Improving White Sox host Ohtani, Angels

By Tom Musick, The Sports Xchange
Shohei Ohtani and the Los Angeles Angels take on the Chicago White Six on Friday. Photo by Trask Smith/UPI
Shohei Ohtani and the Los Angeles Angels take on the Chicago White Six on Friday. Photo by Trask Smith/UPI | License Photo

Shohei Ohtani is not finished with his season quite yet.

The Japanese sensation expects to be in uniform with his teammates when the Los Angeles Angels (68-72) open a three-game series against the Chicago White Sox (56-84) on Friday night at Guaranteed Rate Field. Ohtani is no longer an option to pitch after learning this week that he needs Tommy John surgery, but he remains willing and able to contribute at the plate.

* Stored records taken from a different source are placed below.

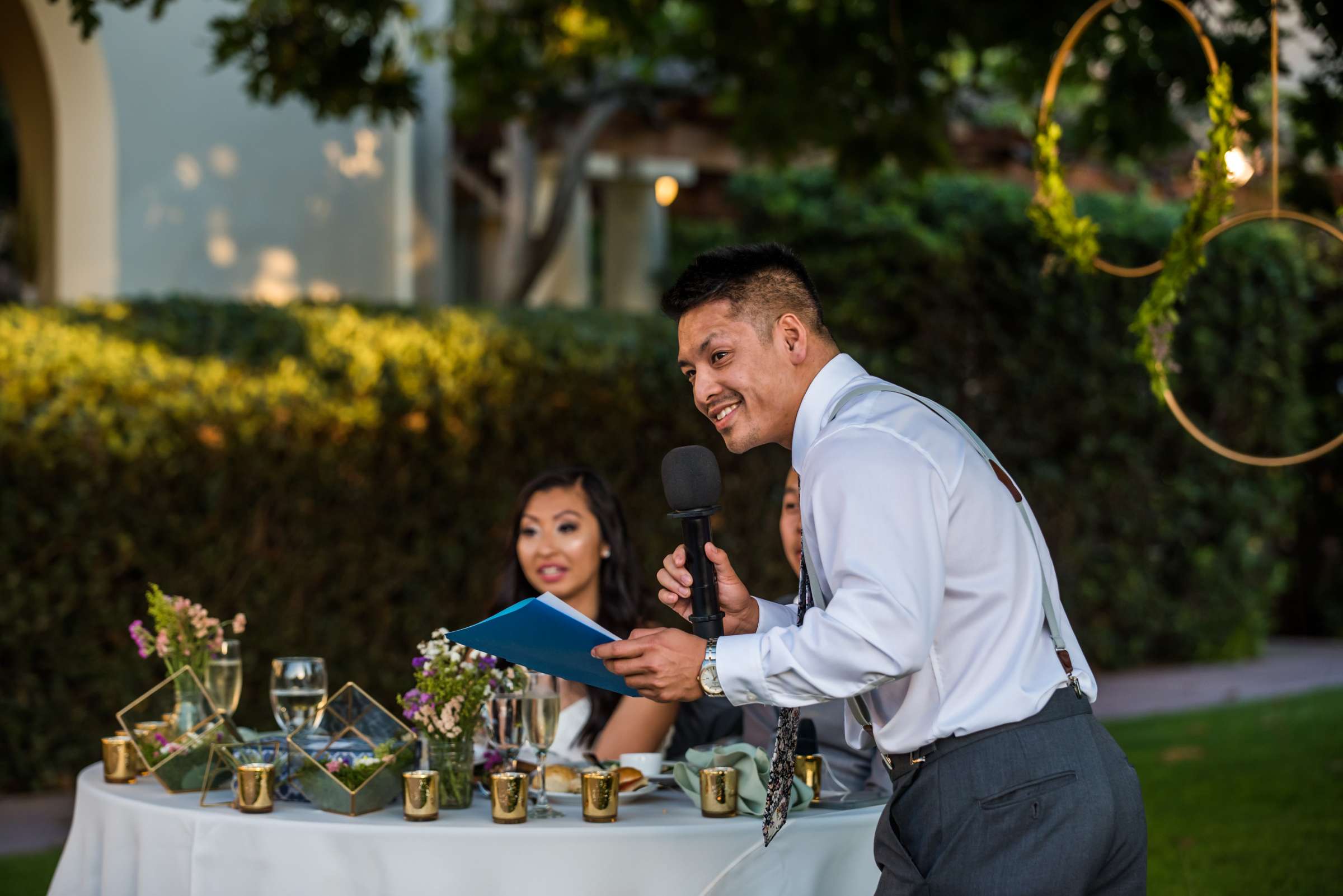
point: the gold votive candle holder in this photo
(420, 796)
(719, 791)
(256, 787)
(601, 796)
(120, 761)
(508, 797)
(809, 769)
(140, 766)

Clearly, a damaged elbow ligament has not hindered his ability to swing the bat. Ohtani is coming off a dominant performance in which he went 4-for-4 with two home runs, three RBIs and a stolen base in a 9-3 win over the Texas Rangers.

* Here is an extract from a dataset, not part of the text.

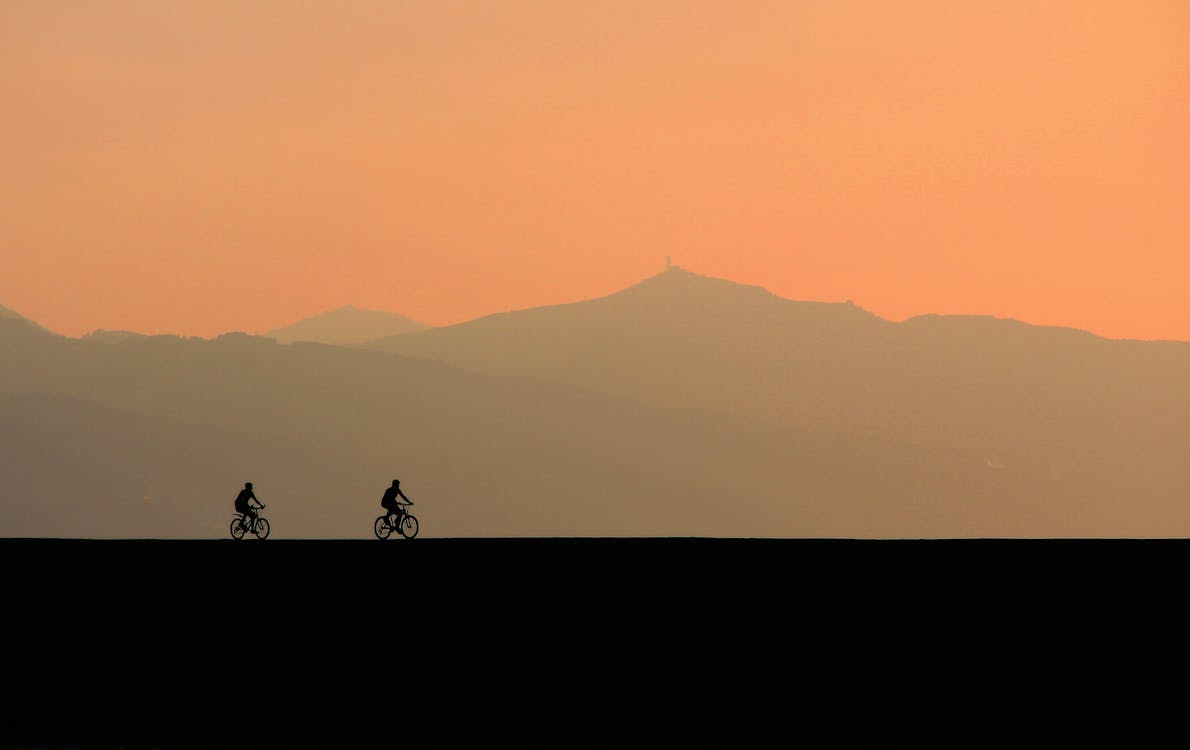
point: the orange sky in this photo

If Ohtani undergoes surgery, as his team's physicians recommend, he will likely not pitch again until the 2020 season. But the club remains committed to his future as a two-way star, which is part of what lured him to the Angels as a free agent.


"If you're going to hit huge home runs and throw 100 miles an hour, it's a lot for your body to endure," Angels general manager Billy Eppler said recently to The Athletic. "He trains, he eats and he sleeps like nothing I've ever seen before. He's an extremely gifted athlete and an extremely talented athlete. Is throwing hard good? Yes, it helps you get out hitters. Is throwing hard dangerous? Yes, it stresses ligaments.

"Shohei has demonstrated the ability to be impactful on both sides of the baseball. That is something that we, and I think every team would want impact in both the batter's box and on the mound. He brings that here. His body does go through more stress than the average player's, but however, his strength, his biological makeup, has shown that he can endure it."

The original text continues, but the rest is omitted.